On the instructions of Princess Gloria von Thurn und Taxis Sotheby's has organised a nine-day sale of furnishings, works of art and wine from her Regensburg castle, Schloss St Emmeram, parts of which date back to the 19th century. The first day's sale made pounds 2.6m, where Sotheby's had estimated around pounds 1.5m.

At the standard, snappy pace of London or New York the morning furniture sale should have taken two and a half hours, and the afternoon works of art sale an hour and a half. In the event they took five hours and three and three-quarter hours respectively. A mass of competing bids on virtually every lot slowed them to a snail's pace with some bids from telephone bidders, others from the 700 or so bidders who turned up in person.

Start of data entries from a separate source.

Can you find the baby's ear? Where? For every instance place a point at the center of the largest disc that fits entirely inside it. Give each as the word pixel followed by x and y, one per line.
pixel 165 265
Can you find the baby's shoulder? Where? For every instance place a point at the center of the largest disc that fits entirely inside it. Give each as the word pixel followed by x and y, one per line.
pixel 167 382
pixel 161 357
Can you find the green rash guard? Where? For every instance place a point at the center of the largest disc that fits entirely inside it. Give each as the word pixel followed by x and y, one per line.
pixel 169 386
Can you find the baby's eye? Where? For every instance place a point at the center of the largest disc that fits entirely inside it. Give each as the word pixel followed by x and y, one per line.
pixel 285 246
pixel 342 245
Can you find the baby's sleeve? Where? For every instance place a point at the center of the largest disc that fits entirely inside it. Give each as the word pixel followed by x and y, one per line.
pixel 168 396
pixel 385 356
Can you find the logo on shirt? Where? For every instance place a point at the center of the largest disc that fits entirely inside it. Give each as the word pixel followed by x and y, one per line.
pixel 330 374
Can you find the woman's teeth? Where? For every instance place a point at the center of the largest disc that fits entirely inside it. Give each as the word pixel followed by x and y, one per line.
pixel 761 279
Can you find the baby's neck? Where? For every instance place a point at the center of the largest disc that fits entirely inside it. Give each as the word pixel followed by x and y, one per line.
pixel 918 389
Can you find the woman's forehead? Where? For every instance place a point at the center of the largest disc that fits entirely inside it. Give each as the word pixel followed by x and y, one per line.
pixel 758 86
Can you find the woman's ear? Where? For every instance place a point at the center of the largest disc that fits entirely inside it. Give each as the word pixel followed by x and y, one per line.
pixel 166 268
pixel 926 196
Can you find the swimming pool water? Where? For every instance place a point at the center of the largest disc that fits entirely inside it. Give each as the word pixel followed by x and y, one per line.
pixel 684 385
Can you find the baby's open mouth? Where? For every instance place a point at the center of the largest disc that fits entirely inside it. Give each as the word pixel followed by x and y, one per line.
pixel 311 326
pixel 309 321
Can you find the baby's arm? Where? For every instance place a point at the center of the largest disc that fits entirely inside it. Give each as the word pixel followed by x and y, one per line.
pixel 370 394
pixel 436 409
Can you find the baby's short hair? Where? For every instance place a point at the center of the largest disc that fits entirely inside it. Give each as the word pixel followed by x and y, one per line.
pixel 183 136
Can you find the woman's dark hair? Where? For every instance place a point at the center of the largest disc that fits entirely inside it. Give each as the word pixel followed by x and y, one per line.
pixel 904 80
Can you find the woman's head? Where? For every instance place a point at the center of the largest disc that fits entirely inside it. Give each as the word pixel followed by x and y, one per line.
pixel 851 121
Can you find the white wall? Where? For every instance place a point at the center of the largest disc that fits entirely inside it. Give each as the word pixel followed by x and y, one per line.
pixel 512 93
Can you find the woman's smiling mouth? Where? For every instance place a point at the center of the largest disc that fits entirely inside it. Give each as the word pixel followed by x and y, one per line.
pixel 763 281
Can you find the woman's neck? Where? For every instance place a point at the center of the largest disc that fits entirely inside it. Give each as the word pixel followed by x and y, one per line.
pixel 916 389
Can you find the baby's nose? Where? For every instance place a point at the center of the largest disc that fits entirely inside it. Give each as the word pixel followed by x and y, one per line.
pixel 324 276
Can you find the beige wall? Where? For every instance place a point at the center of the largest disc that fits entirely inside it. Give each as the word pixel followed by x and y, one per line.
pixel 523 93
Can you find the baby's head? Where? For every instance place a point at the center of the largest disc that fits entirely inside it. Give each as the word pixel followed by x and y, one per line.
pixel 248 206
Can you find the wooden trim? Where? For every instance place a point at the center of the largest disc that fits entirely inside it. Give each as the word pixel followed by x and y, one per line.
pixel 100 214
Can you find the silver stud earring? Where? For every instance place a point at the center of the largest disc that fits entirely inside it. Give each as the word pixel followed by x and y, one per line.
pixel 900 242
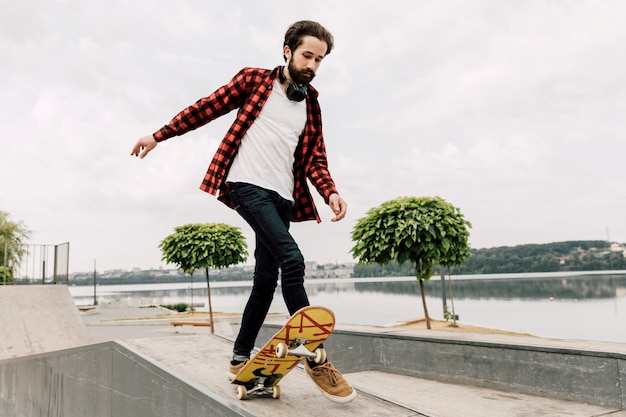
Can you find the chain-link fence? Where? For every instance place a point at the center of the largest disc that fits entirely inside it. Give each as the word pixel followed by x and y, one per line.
pixel 40 264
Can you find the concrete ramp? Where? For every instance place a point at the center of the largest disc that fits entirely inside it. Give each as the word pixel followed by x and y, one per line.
pixel 39 319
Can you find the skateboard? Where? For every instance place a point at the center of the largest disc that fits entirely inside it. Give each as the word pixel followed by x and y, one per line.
pixel 298 339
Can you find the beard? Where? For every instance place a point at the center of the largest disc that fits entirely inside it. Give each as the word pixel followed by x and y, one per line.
pixel 301 77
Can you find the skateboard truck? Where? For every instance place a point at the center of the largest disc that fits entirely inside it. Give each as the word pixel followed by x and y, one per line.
pixel 298 349
pixel 259 390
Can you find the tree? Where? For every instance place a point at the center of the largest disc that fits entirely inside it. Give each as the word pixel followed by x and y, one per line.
pixel 12 245
pixel 209 245
pixel 424 230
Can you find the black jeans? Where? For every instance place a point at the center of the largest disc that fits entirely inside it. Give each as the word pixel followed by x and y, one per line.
pixel 269 216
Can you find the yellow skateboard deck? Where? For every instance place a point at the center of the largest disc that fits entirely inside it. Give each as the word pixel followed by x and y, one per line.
pixel 298 339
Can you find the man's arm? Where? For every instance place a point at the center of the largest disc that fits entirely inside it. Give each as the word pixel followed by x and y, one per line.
pixel 222 101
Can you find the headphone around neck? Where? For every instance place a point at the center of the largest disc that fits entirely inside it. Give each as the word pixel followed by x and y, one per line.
pixel 295 92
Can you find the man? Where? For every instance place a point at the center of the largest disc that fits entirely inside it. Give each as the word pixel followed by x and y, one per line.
pixel 260 169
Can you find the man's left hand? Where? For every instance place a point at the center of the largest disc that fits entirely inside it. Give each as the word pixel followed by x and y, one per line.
pixel 338 206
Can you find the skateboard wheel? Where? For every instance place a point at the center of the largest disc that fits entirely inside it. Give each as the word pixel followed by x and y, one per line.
pixel 242 392
pixel 320 355
pixel 281 350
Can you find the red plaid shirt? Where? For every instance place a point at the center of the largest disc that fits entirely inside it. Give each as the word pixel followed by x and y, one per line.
pixel 248 91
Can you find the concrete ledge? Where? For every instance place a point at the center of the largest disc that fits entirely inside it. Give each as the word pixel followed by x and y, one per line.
pixel 102 380
pixel 582 375
pixel 191 323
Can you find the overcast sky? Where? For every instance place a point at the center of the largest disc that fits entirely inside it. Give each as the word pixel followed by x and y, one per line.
pixel 513 111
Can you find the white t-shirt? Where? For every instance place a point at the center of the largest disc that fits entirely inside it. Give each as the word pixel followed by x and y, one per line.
pixel 266 155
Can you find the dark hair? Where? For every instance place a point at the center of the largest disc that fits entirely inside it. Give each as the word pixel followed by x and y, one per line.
pixel 295 33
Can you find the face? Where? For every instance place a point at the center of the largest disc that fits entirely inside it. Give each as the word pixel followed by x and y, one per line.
pixel 305 60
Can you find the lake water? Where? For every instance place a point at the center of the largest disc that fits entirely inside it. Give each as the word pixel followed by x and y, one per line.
pixel 586 306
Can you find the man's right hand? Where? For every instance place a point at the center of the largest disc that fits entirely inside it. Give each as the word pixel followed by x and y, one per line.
pixel 143 146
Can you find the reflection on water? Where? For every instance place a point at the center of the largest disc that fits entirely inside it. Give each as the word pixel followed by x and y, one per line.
pixel 588 306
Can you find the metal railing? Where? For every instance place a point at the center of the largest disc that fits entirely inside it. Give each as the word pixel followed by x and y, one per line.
pixel 40 264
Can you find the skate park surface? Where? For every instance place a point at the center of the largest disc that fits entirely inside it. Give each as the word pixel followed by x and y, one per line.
pixel 105 361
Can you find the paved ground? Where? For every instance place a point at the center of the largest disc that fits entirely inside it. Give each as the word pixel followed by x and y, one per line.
pixel 419 396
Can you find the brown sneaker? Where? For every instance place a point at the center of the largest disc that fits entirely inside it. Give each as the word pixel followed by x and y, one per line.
pixel 233 370
pixel 330 381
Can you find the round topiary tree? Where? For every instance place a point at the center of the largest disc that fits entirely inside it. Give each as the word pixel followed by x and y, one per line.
pixel 204 245
pixel 423 230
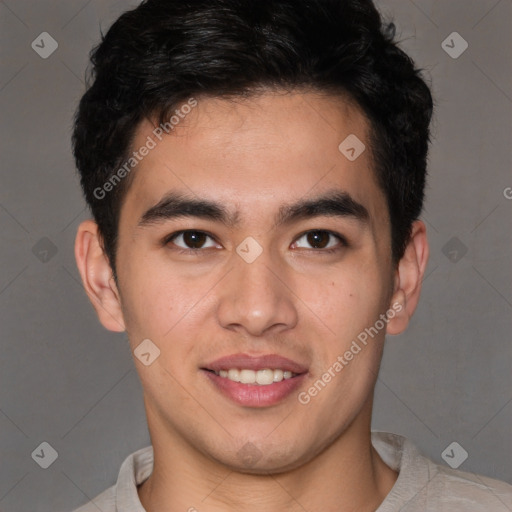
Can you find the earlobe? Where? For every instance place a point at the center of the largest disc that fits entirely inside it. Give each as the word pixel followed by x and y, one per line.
pixel 408 279
pixel 97 278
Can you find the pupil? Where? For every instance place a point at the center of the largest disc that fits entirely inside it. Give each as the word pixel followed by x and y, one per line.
pixel 194 239
pixel 315 238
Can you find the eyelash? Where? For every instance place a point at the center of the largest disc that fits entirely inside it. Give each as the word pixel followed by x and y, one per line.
pixel 196 252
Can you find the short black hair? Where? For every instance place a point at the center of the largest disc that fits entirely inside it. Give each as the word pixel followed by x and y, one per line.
pixel 167 51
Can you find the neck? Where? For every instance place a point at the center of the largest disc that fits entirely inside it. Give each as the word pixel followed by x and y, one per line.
pixel 347 475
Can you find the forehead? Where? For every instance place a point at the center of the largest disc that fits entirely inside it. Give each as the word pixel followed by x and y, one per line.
pixel 256 153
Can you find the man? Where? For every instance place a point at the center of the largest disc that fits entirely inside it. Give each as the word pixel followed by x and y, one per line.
pixel 256 172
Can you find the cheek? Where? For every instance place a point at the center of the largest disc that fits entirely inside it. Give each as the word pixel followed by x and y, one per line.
pixel 350 299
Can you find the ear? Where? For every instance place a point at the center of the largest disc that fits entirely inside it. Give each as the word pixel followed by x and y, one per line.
pixel 97 276
pixel 408 279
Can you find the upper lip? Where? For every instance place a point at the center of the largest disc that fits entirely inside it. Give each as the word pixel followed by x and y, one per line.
pixel 245 361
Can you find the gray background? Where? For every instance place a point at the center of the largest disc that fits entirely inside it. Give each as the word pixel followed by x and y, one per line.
pixel 67 381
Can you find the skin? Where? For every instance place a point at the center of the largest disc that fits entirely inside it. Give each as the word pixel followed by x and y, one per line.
pixel 253 156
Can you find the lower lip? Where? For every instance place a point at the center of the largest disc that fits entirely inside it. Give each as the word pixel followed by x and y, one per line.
pixel 254 395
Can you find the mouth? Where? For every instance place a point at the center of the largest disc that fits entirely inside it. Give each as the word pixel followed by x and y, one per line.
pixel 260 381
pixel 264 377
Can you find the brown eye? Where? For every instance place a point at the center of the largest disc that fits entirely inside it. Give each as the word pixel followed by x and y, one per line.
pixel 322 240
pixel 191 240
pixel 318 239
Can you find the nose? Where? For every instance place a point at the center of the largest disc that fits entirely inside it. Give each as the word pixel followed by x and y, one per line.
pixel 256 298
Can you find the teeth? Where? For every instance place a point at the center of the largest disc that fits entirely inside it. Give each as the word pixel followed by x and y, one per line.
pixel 260 377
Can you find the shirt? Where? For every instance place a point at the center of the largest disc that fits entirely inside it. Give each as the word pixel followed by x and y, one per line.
pixel 421 486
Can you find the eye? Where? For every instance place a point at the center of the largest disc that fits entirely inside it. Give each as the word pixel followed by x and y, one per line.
pixel 326 241
pixel 191 241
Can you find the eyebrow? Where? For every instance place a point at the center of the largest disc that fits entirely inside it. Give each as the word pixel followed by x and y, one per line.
pixel 335 203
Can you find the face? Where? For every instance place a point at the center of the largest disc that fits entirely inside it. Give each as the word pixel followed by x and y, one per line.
pixel 246 232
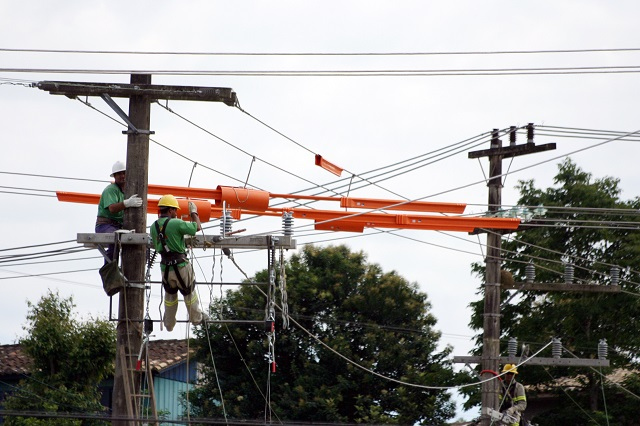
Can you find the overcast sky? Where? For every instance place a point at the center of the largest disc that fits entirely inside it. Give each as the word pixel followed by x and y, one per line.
pixel 361 123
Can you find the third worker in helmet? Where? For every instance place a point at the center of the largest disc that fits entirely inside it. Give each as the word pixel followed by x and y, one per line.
pixel 513 400
pixel 168 234
pixel 112 204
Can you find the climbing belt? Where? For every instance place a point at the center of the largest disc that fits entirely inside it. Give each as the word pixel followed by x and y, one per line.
pixel 282 281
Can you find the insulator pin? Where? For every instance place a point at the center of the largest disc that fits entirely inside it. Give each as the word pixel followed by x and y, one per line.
pixel 615 275
pixel 287 223
pixel 568 273
pixel 512 347
pixel 226 223
pixel 556 348
pixel 603 349
pixel 530 272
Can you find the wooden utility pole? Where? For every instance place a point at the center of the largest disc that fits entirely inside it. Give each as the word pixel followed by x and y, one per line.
pixel 491 321
pixel 131 306
pixel 141 94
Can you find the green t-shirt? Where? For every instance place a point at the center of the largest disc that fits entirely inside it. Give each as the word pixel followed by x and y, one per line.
pixel 174 234
pixel 111 194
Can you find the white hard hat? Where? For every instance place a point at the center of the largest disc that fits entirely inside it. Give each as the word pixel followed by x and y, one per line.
pixel 118 166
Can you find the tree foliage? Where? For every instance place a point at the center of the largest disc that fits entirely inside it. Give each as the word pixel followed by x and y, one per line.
pixel 69 359
pixel 591 228
pixel 358 312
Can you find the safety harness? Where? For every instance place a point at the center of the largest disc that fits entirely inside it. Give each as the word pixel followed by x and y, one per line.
pixel 171 259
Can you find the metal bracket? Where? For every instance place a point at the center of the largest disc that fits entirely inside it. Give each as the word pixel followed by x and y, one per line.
pixel 132 129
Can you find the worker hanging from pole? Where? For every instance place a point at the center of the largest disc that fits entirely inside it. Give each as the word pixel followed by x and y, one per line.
pixel 168 234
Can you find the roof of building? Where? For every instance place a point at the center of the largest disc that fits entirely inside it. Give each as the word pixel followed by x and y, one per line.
pixel 163 354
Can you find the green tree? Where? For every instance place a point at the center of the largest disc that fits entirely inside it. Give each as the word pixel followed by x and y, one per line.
pixel 69 359
pixel 377 319
pixel 591 228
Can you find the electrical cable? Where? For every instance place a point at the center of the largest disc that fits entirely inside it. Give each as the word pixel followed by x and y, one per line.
pixel 437 53
pixel 477 72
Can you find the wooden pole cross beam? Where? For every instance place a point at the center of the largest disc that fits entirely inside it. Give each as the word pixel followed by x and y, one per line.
pixel 588 288
pixel 151 91
pixel 565 362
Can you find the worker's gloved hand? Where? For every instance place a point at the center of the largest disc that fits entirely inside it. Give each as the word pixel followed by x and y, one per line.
pixel 192 207
pixel 133 201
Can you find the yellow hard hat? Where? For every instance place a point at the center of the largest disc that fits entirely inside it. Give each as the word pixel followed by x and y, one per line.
pixel 168 201
pixel 510 368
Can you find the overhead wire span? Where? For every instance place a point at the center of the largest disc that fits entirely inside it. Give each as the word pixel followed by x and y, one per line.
pixel 416 53
pixel 471 72
pixel 352 362
pixel 254 157
pixel 401 203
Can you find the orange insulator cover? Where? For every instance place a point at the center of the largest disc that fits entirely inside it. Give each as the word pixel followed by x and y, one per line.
pixel 204 209
pixel 242 198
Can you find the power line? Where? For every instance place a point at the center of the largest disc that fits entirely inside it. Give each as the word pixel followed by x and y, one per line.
pixel 617 69
pixel 193 53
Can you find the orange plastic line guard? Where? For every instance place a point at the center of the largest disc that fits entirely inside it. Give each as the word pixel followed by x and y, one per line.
pixel 328 166
pixel 204 207
pixel 226 193
pixel 411 221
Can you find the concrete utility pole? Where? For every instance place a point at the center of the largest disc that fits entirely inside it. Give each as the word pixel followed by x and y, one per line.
pixel 141 94
pixel 491 321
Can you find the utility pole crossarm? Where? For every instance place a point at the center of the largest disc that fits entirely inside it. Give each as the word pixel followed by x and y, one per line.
pixel 151 91
pixel 512 151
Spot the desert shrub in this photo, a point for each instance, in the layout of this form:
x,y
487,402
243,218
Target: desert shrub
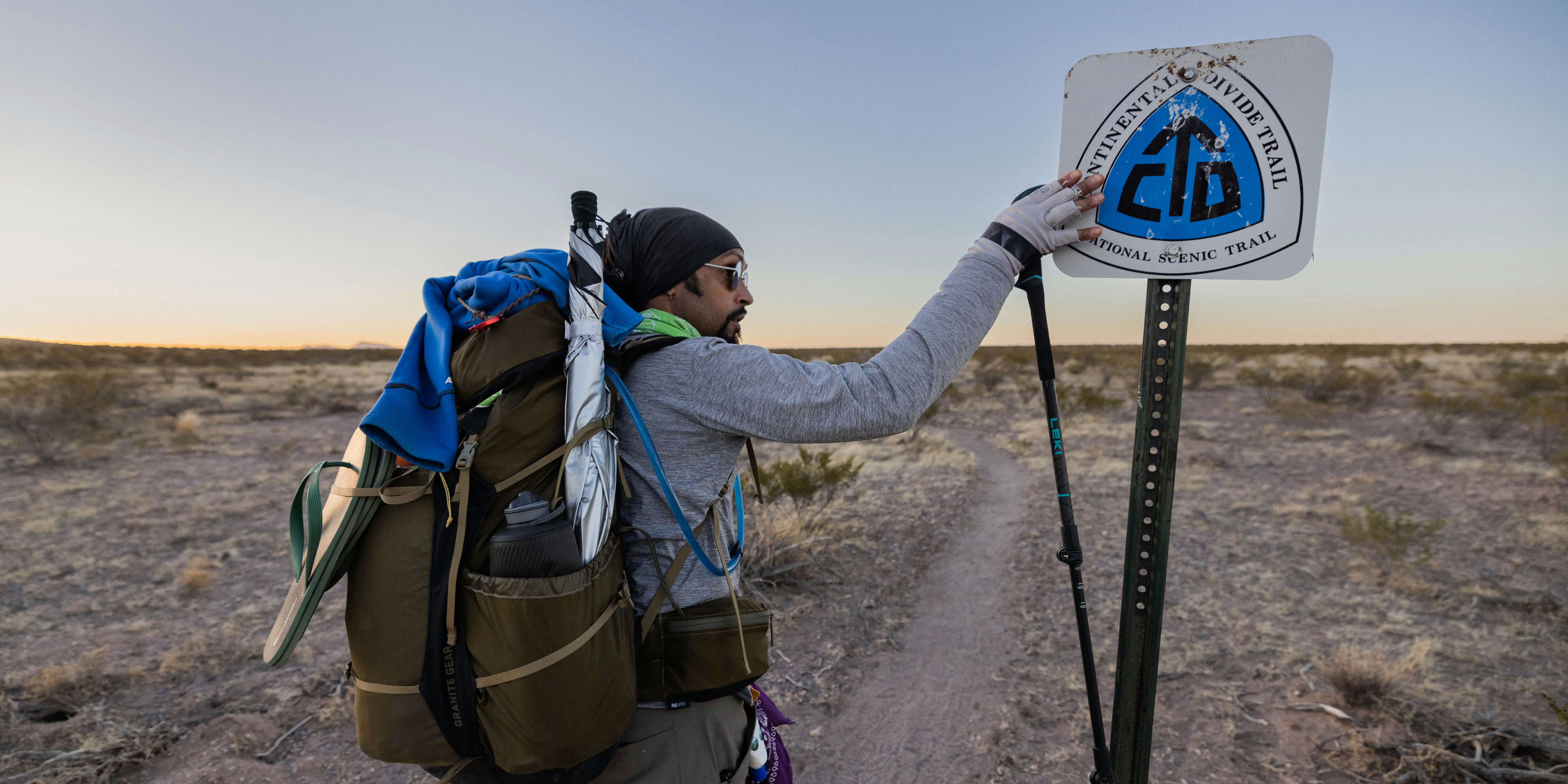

The sale was attended by other princely families hoping to embellish the furnishing of their castles. The Liechtensteins, Wurttembergs and Wittelsbachs were all represented - but they were consistently outbid by the bourgeoisie. Private German and Austrian bidders were the main buyers, though the most expensive lots tended to sell to foreigners.

German bidders wanted 18th and early 19th century ormolu or carved giltwood clocks, Biedermeier furniture - the Germanic equivalent of Regency - and the finely inlaid walnut furniture made in southern Germany in the mid-18th century.

A walnut wardrobe of around 1720 made 80,500 marks ( pounds 32,460), or three times estimate; a pair of Biedermeier mahogany cabinets from Vienna doubled estimate at 55,200 marks ( pounds 22,258) and the last lot in the morning sale, a faithful bronze hound carrying an ormolu clock in its mouth, made in Paris around 1810 and estimated at 5,000- 6,000 marks, sold for 29,900 marks ( pounds 12,000).

However, the top prices of the day were recorded for works of art - a more international taste. A pair of late 16th-century Venetian bronze figures of Apollo and Venus, 34cms high, made 235,750 marks ( pounds 95,060), roughly as expected, while an ivory and coral house altar of around 1680 from Trapani doubled expectations at 230,000 marks ( pounds 92,742).